The greater amberjack is an important food fish and is a commercial quarry species, and the species has been used in aquaculture in the Mediterranean since the 1980s. As a predatory fish, it requires protein and lipids sourced from other fish, so questions have arisen over the sustainability of its culture. It is also a popular game species for angling, having earned the nickname "reef donkey" for its stubborn fight. The meat is used for sushi and sashimi in Japan, while in Florida and Mexico, its flesh is marketed fresh and can be fried, broiled, baked, or grilled. Angling techniques used to catch greater amberjacks include trolling at the surface with various artificial lures and natural baits. They are often incidentally caught by anglers who are fishing the seabed for snappers and groupers.

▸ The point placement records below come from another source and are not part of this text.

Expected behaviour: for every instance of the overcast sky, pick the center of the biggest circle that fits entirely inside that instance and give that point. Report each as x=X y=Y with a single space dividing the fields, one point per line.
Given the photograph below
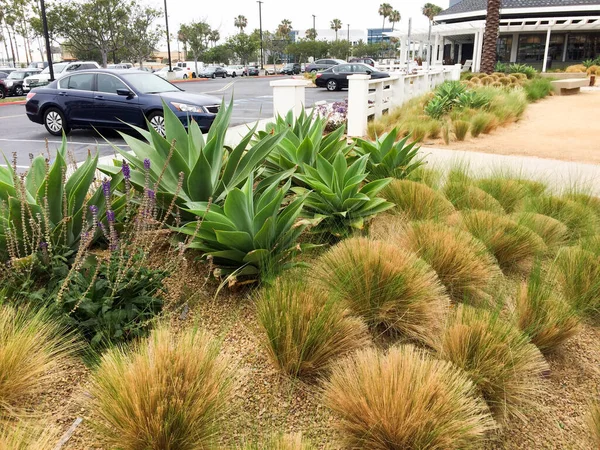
x=220 y=14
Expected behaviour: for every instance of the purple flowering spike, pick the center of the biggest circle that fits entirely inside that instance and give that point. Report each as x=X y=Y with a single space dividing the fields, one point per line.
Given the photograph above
x=126 y=171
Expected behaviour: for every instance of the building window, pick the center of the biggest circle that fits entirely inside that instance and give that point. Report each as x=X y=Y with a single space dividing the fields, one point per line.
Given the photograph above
x=503 y=48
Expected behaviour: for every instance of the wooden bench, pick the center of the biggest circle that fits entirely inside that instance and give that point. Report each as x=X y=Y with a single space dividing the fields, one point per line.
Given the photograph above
x=569 y=86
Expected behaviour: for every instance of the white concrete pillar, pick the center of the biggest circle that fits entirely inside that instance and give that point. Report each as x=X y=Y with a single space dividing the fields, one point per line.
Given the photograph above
x=358 y=104
x=546 y=49
x=288 y=95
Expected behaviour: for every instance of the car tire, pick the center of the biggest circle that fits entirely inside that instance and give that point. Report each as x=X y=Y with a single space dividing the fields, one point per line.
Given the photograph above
x=55 y=122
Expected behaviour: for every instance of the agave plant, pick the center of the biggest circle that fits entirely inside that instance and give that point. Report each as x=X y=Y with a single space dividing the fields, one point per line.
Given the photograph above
x=388 y=158
x=210 y=168
x=339 y=199
x=304 y=140
x=252 y=233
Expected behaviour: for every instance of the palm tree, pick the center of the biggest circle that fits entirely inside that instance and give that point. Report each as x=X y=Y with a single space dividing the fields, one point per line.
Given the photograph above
x=336 y=24
x=284 y=28
x=490 y=36
x=385 y=9
x=241 y=22
x=394 y=18
x=430 y=10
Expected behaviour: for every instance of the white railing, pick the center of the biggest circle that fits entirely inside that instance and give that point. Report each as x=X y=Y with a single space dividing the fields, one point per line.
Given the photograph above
x=367 y=97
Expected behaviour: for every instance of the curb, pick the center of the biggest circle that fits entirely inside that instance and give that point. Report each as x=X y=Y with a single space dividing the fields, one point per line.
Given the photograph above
x=18 y=102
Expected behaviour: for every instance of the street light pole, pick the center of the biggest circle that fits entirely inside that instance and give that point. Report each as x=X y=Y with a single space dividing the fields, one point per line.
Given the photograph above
x=47 y=39
x=262 y=59
x=168 y=37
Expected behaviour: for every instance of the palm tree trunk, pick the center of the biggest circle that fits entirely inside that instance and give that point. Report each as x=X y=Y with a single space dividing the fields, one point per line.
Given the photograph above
x=490 y=37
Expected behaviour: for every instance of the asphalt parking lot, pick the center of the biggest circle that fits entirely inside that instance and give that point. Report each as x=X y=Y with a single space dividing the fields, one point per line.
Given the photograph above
x=253 y=100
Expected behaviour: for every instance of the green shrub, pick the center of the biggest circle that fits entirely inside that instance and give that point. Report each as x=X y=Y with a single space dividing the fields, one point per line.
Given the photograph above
x=542 y=315
x=405 y=399
x=165 y=393
x=253 y=234
x=305 y=329
x=391 y=289
x=417 y=200
x=338 y=198
x=498 y=358
x=389 y=157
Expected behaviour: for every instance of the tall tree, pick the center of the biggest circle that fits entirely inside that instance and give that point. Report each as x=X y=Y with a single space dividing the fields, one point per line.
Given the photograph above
x=241 y=22
x=490 y=36
x=336 y=25
x=394 y=18
x=385 y=9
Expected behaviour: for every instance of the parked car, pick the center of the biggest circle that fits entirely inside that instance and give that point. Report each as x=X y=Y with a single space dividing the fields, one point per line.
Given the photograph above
x=60 y=69
x=114 y=98
x=336 y=78
x=291 y=69
x=367 y=61
x=213 y=72
x=322 y=64
x=180 y=74
x=234 y=71
x=14 y=81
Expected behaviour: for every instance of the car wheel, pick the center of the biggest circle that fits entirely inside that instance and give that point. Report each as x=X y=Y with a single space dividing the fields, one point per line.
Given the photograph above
x=55 y=122
x=157 y=121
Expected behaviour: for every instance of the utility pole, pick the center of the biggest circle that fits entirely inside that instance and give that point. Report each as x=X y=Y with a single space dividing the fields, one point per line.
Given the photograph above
x=47 y=39
x=260 y=28
x=168 y=37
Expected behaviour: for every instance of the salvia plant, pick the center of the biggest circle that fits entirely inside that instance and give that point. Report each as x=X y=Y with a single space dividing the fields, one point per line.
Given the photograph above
x=340 y=199
x=388 y=158
x=253 y=234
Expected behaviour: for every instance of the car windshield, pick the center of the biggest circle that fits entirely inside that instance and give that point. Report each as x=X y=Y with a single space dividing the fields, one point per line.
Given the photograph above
x=17 y=75
x=57 y=68
x=147 y=83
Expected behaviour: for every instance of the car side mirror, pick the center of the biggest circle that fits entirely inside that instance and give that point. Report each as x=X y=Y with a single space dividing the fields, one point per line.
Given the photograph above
x=124 y=92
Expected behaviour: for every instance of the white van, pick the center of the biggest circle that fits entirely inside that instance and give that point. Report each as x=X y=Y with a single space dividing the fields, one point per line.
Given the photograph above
x=190 y=68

==Taxonomy and etymology==
The greater amberjack was formally described as Caranx dumerili by French naturalist Antoine Risso in 1810, with the type locality given as Nice, France. The binomial consists of the generic name, which is the Italian name for this species, while the specific name is patronymic, the identity of the person honoured in the patronym was not identified by Risso, but is almost certainly French zoologist André Marie Constant Duméril (1774–1860), who was the father of another well-known French zoologist Auguste Duméril (1812–1870). It is the type species of the genus Seriola.